2015 GSA Annual Meeting in Baltimore, Maryland, USA (1-4 November 2015)

Paper No. 93-6
Presentation Time: 9:40 AM


COOPER, J. Andrew G., Environmental Science, University of Ulster, Cromore Road, Coleraine, BT52 1SA, United Kingdom, jag.cooper@ulster.ac.uk

Sedimentary and geomorphic evidence of former sea levels offers a means to extend the instrumental record of RSL (relative sea level) change. A variety of methods have been applied successfully in saltmarshes and coral reef environments. The former are typically temperate and the latter, tropical features. While very high vertical resolution has been claimed in saltmarsh studies, coral reefs still suffer from low vertical accuracy of sea level indicators. Beachrock offers a much higher-resolution RSL record in the tropics, but is only recently receiving attention in this regard.

Saltmarsh studies are limited by the depth of the marsh and RSL records seldom exceed a few thousand years or a few metres lower than present sea level. In the British Isles, the steep north-south isostatic gradient that resulted from the last British-Irish Ice sheet is evident in late Holocene RSL records.
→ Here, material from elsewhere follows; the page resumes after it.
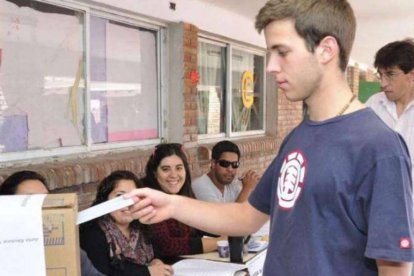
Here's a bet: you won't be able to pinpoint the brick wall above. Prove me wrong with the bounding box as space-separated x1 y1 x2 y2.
0 23 303 210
These have proved a useful yardstick for the development of GIA models. A variety of models have been developed that show quite good agreement with the late Holocene observations, but which show significant variation in the late glacial/early Holocene period for which little observational evidence is available.

A regional seismic stratigraphic investigation followed by an intensive coring program was mounted to address this data deficit. Offshore sites with a high potential for preservation of former shorelines were targeted from south to north in the Irish Sea. The results provide insights into the evolution of coastlines and preservation potential of sea level indicators, as well as providing new data on the depth to which sea levels fell in this isostatically active region.